Neurological

Erenumab self-injections for idiopathic intracranial hypertensive headache

Erenumab successfully treated symptoms of idiopathic headache with intracranial hypertension (IIH), according to the study results published in Headache.

Headaches largely affect disability in IIH. This study sought to evaluate the effectiveness of erenumab in treating headache in patients with IIH whose disc edema has resolved.

Study researchers at the University of Birmingham in the UK conducted a prospective study recruiting women (N = 55) with IIH in ocular remission who suffered from chronic migraine-like headaches (³15 / month) between October 2018 and August 2019. administered 70 mg 4-weekly injections of erenumab. Every 3 months, the study researchers checked the patients’ headache diaries, IIH symptoms, and the headache impact test (HIT-6). They also reviewed the patient’s short-form health survey at baseline, 6 months, and 12 months.

Participants had an average age of 35.3 years (standard deviation) [SD], 9) years, had an average of 1.7 (SD, 2.5) years headache after their disc edema resolved, and had 29.0 (SD, 2.3) mean headache days per month. The mean headache severity was high (6 out of 10; SD, 1.3) and affected daily life (HIT-6, 67.2; SD, 4.4). Almost half of the participants had headache from overuse of medication (48%) and a family history of migraines (44%).

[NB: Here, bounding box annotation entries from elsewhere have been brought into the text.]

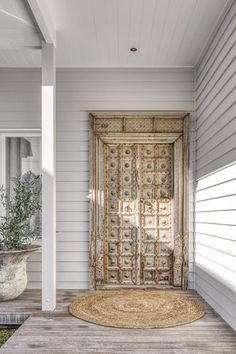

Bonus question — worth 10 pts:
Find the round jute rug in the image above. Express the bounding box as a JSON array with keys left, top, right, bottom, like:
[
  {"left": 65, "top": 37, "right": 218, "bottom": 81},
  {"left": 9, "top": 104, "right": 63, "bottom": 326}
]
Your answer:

After 3 months, 87 percent of participants required an increase in the erenumab dose and 11 percent continued the 70 mg dose. By month 12, 4 percent stayed on the 70 mg dose, 94 percent received 140 mg, and 15 percent stopped erenumab therapy (ineffective treatment) [n=6], Pregnancy [n=1]Non-compliance [n=1]).

At the end of the study, the reduction in moderate to severe headache days was -10.8 (95% CI, -9.5 to -11.9; P <0.001) and the reduction in total monthly headache days was -13.0 (95% CI, -10.2 to -15.7; P <0.001). Most patients (85%) achieved a 50% reduction in moderate to severe headache days and 54% reported a 50% reduction in total headache days.

The reduction in headache severity was -1.3 (95% CI, -0.9 to -1.9; P <0.001) points. In addition, the days of analgesic use decreased by -4.3 after 12 months (95% CI, -1.6 to -6.9; P = 0.002). The disability due to headache was significantly reduced after 12 months (HIT-6, 59.7; SD, 8.6; P <0.001) compared to the baseline value (HIT-6, 67.4; SD, 4.4; P. <0.001).

Adverse events included constipation (16%), muscle spasms or spasms (11%), rash (5%), itching (5%), injection site pain (5%), thinning hair (4%), nasopharyngitis ( 2%)) and acne (2%). Disc edema occurred in 7 patients.

This study was limited by excluding the data from non-responders, which likely resulted in inflated results.

The study’s researchers concluded that their results “provide evidence of the effectiveness of erenumab in treating headache in IIH patients with papillary edema resolution. It provides mechanistic evidence suggesting that the peptide related to the calcitonin gene is likely a modulator causing headaches and is a useful therapeutic target. ”

Disclosure: Several authors have stated that they are part of the industry. For a full list of the details, see the original article.

reference

Yiangou A., Mitchell JL, Fisher C. et al. Erenumab for headache in idiopathic intracranial hypertension: a prospective open-label review. A headache. Published online on December 14, 2020 doi: 10.1111 / head.14026.